Ersan AKBAŞ'ın 1 Haziran 2024 tarihli yazısı: Bir Mad Max Destanı: Furiosa
Kıyamet senaryosu üzerine kurulu aksiyon filmlerinin atalarından kabul edilen Mad Max, 45 senedir hayatımızda…
Filmin yaratıcılarından yönetmen George Miller, Mad Max’i ilk çektiğinde takvimler 1979’u gösteriyordu.
1979 yılında vizyona giren ilk Mad Max, Avustralyalı efsane oyuncu Mel Gibson’ı dünyaya tanıtmıştı.
Akabinde yine başrollerinde Mel Gibson’ın olduğu 1981 tarihli Mad Max 2: Yol Savaşçısı ve 1985 tarihli Mad Max 3: Gökkubbenin Ardında filmleri çekildi.
Sonrasında Max tarih oldu.
Herkes Max’i unutmuşken George Miller, evladını unutmadı.
Tam 30 yıl sonra orijinal üçlemeden bağımsız Mad Max: Öfkeli Yollar’ı 2015 yılında gösterime sundu.
Deyim yerindeyse yer yerinden oynadı.
Taraflı tarafsız herkes, nükleer felaket sonrasını anlatan yeni kıyamet dünyasını çok beğendi.
Charlize Theron’un canlandırdığı Furiosa karakteri, hikâyenin can damarını oluşturuyordu.
Çorak topraklardaki ikonik Max karakteri ise Mel Gibson’dan Tom Hardy’ye geçmişti.
Film çok beğenilince Miller, aklındaki projeyi hayata geçirdi.
Charlize Theron’un canlandırdığı Furiosa’nın başlangıç hikâyesini anlatan Furiosa: Bir Mad Max Destanı'nı çekti.
Böylece Mad Max, bir kez daha üçleme olma yoluna girmiş oldu.
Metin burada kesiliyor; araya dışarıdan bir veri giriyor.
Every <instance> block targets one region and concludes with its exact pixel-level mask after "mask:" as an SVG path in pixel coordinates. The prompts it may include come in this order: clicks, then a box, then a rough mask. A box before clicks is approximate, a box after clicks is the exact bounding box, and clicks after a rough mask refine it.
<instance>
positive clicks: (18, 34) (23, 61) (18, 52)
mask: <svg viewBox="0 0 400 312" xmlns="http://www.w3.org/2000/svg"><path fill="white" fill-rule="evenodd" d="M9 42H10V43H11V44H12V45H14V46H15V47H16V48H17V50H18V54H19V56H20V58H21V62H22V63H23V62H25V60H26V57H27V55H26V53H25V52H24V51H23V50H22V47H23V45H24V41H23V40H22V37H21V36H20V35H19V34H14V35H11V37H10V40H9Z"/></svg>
Charlize Theron’un gençlik yıllarının anlatıldığı ikinci filmde, Furiosa’yı Anya Taylor - Joy canlandırdı.
Joy’a, çok harika oynayan hiç tanıyamayacağınız Chris Hemsworth eşlik etti.
İşte bu destansı film, sinemalarda izleyicisi ile buluştu.
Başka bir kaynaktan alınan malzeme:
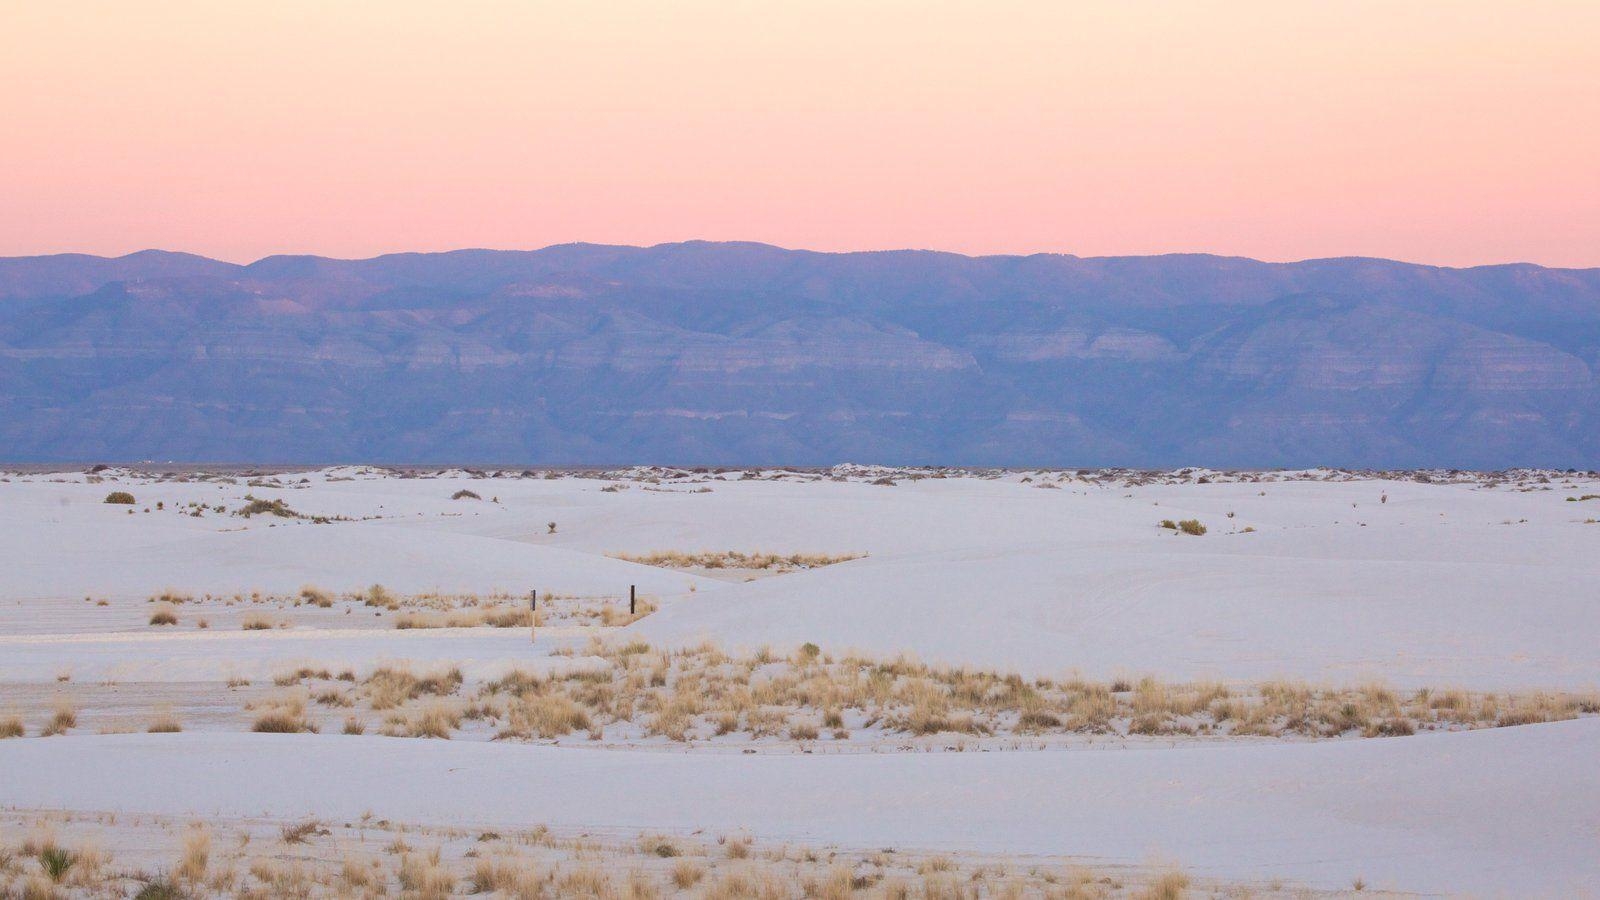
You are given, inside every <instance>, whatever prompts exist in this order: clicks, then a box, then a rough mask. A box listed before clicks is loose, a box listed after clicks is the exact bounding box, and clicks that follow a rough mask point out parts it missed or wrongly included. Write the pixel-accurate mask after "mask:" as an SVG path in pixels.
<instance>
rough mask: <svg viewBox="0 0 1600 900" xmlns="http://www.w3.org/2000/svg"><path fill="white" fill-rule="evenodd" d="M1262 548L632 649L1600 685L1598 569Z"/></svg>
mask: <svg viewBox="0 0 1600 900" xmlns="http://www.w3.org/2000/svg"><path fill="white" fill-rule="evenodd" d="M1256 536H1258V535H1235V536H1232V540H1234V544H1232V549H1234V551H1235V552H1203V551H1202V548H1205V549H1211V548H1216V549H1222V548H1224V546H1227V544H1224V543H1222V541H1221V540H1214V538H1173V540H1170V541H1146V546H1144V548H1139V546H1136V544H1131V543H1120V544H1112V546H1083V544H1077V546H1075V544H1069V543H1062V544H1054V546H1053V544H1040V546H1027V548H1016V549H995V551H971V552H965V554H938V556H934V554H928V556H906V557H894V559H886V557H870V559H862V560H854V562H846V564H840V565H835V567H829V569H826V570H818V572H808V573H802V575H789V577H784V578H774V580H768V581H762V583H752V585H741V586H736V588H730V589H722V591H715V593H702V594H698V596H690V597H682V599H677V601H674V602H672V604H669V605H667V607H666V609H664V610H662V612H659V613H656V615H653V617H650V618H648V620H643V621H640V623H637V625H634V626H630V628H629V631H630V633H634V634H637V636H638V637H642V639H645V641H650V642H658V644H666V645H686V644H694V642H699V641H706V639H709V641H715V642H720V644H723V645H728V647H757V645H763V644H771V645H774V647H792V645H798V644H802V642H806V641H810V642H814V644H818V645H821V647H822V649H826V650H834V652H840V650H850V649H859V650H866V652H870V653H874V655H885V653H890V655H893V653H898V652H912V653H917V655H920V657H922V658H925V660H926V661H942V663H970V665H978V666H995V668H1003V669H1021V671H1026V673H1032V674H1061V673H1064V671H1074V669H1075V671H1082V673H1083V674H1088V676H1094V677H1112V676H1120V674H1146V673H1149V674H1158V676H1163V677H1170V679H1194V677H1222V679H1250V681H1259V679H1270V677H1280V676H1290V677H1309V679H1318V681H1323V679H1326V681H1339V682H1349V681H1358V679H1368V677H1381V679H1389V681H1394V682H1395V684H1400V685H1411V687H1422V685H1429V684H1432V685H1445V684H1462V685H1470V687H1475V689H1496V690H1498V689H1510V687H1518V689H1528V687H1570V689H1586V687H1592V685H1597V684H1600V652H1597V650H1595V644H1594V641H1592V636H1594V634H1597V633H1600V604H1595V602H1594V601H1592V597H1597V596H1600V573H1595V572H1592V570H1589V569H1586V567H1584V565H1587V564H1584V565H1562V564H1560V560H1558V557H1554V556H1552V559H1549V560H1547V562H1544V564H1538V565H1534V564H1510V562H1482V560H1464V559H1461V560H1395V559H1373V557H1360V556H1355V554H1349V556H1346V557H1326V556H1325V557H1318V556H1312V554H1310V552H1309V548H1294V546H1290V548H1283V544H1282V541H1278V543H1277V544H1274V541H1272V540H1270V538H1267V540H1259V541H1254V543H1256V546H1259V548H1261V551H1262V552H1261V554H1246V552H1238V548H1240V544H1242V543H1243V541H1245V540H1253V538H1256ZM1178 541H1184V543H1182V546H1174V544H1178ZM1206 541H1210V543H1206ZM1168 546H1171V548H1173V549H1171V551H1168V549H1166V548H1168ZM1346 549H1349V548H1346ZM1272 551H1277V552H1272Z"/></svg>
İlk filmde senaryo zayıf, oyunculuk üst düzeydi. Ayrıca çok güçlü aksiyon vardı ve görsellik muhteşemdi.
İkinci filmde ise bu kez senaryo çok sağlam.
Ayrıca ilk filmi geçmeye çalışmayacak kadar akıllı ve farklı bir hikâyesi var.
Sağlam, akıllı ve farklı bir senaryosu olması ise Furiosa’nın en büyük şansızlığı…
Şansızlık diyorum, çünkü son yıllarda böyle filmle karşılaştığında sinema seyircisi bir afallıyor.
Marvel evreninin, al gülüm ver gülüm masallarına alışmış seyirci ne yapacağını şaşırıyor.
O nedenle Furiosa, beklenen ilk hafta gişe hasılatını elde edemedi. Sonrasında da edemeyecek gibi görünüyor.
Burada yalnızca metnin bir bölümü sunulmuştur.